Public Television's Needs

``SESAME Street,'' ``The MacNeil-Lehrer News Hour,'' ``Great Performances'' - they're all products of public broadcasting. These refreshing alternatives to the commercial medium have become such fixtures that viewers often take them for granted. But actually their presence is the result of hard-won congressional funding, secured amid almost constant, unproductive ideological battles waged from both ends of the spectrum. Public TV in its present form, for instance, has been called timid and pro-establishment by many liberal critics. Conservatives - especially during the Reagan administration - have charged that the medium reflects the liberal biases of producers and writers, with some people calling for the end of all public funding.

Politics aside, the medium needs help. It suffers from divided and inefficient national leadership. To correct this, proposals are periodically offered. The latest - and it's a radical one - comes from the Working Group for Public Broadcasting. It would do away entirely with the current system by abolishing the Corporation for Public Broadcasting (CPB), an agency created by Congress 20 years ago to dispense public funds. The plan would also nearly double public broadcasting's support by replacing federal money with a tax on factory sales of electronic equipment.

The plan's principal appeal is the insulation it would provide from improper political and commercial pressures. In place of CPB, whose governing board is appointed by the President and confirmed by the Senate, the new structure calls for a group with only the loosest of ties to the government. Hence, broadcasters would be largely freed from worry over whether their political stance was antagonizing anyone in Washington.

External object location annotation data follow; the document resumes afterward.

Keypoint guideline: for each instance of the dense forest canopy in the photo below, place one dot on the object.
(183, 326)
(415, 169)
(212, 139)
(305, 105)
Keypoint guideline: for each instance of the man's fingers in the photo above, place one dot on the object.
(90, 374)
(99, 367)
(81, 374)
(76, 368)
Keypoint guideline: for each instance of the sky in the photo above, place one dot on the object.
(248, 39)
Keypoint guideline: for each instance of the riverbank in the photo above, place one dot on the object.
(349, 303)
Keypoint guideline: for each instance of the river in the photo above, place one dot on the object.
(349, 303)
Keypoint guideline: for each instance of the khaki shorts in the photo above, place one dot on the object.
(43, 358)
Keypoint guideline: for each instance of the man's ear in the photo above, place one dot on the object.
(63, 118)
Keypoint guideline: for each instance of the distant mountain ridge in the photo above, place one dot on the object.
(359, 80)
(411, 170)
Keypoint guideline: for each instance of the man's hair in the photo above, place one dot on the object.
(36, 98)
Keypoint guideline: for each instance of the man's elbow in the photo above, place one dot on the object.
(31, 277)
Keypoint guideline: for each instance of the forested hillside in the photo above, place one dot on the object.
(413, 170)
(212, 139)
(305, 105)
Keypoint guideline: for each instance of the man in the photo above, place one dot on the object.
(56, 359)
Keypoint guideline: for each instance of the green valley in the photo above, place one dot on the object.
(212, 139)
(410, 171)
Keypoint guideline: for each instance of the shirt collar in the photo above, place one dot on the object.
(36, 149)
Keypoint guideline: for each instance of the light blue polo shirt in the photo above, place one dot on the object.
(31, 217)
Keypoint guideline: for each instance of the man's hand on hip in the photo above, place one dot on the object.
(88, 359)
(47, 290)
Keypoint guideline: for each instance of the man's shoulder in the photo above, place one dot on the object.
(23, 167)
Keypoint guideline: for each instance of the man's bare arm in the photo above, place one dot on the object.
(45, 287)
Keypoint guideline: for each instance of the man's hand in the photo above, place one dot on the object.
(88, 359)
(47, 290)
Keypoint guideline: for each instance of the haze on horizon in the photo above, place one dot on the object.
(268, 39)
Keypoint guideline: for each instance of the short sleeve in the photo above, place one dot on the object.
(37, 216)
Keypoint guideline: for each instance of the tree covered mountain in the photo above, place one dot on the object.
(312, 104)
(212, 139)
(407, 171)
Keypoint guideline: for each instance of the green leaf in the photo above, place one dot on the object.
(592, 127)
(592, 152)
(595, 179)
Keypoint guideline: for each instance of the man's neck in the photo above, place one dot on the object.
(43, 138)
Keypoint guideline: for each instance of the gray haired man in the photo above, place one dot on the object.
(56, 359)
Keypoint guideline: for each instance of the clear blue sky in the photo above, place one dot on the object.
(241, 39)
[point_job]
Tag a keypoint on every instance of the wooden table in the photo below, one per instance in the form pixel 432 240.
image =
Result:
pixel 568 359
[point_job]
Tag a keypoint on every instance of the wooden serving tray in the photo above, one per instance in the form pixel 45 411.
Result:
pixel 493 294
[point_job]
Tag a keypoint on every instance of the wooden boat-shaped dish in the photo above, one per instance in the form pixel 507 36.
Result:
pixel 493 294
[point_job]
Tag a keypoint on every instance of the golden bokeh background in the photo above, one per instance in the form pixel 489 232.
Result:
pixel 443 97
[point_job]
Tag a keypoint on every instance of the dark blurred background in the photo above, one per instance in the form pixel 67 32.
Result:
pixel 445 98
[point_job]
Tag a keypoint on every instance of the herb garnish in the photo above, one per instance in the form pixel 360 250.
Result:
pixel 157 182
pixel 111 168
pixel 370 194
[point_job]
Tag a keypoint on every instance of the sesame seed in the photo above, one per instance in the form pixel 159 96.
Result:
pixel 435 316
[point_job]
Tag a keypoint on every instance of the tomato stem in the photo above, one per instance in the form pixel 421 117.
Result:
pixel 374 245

An equally important goal - freedom from corporate interests - would also be achieved by the factory tax. Before starting new projects, producers today often have to solicit corporations, hat in hand, to see what kind of programs the companies are willing to underwrite.

The plan's main drawback is lack of political and managerial realism. The factory tax plan has little chance of overcoming the resistance of industry and its congressional allies. And the management structure called for is too monolithic and unaccountable to be responsive to the varied needs of a fast-changing public medium.

The plan's real value lies in its role as a catalyst for public awareness that changes, big changes, are necessary. Even CPB admits a restructuring of its own management is in order. But an even more fundamental step may be required, one that incorporates some of the new proposal's ideas, including the creation of a national TV news service - a kind of NPR for television. At the very least, a more independent yet publicly accountable system is needed in place of the inadequate present arrangement.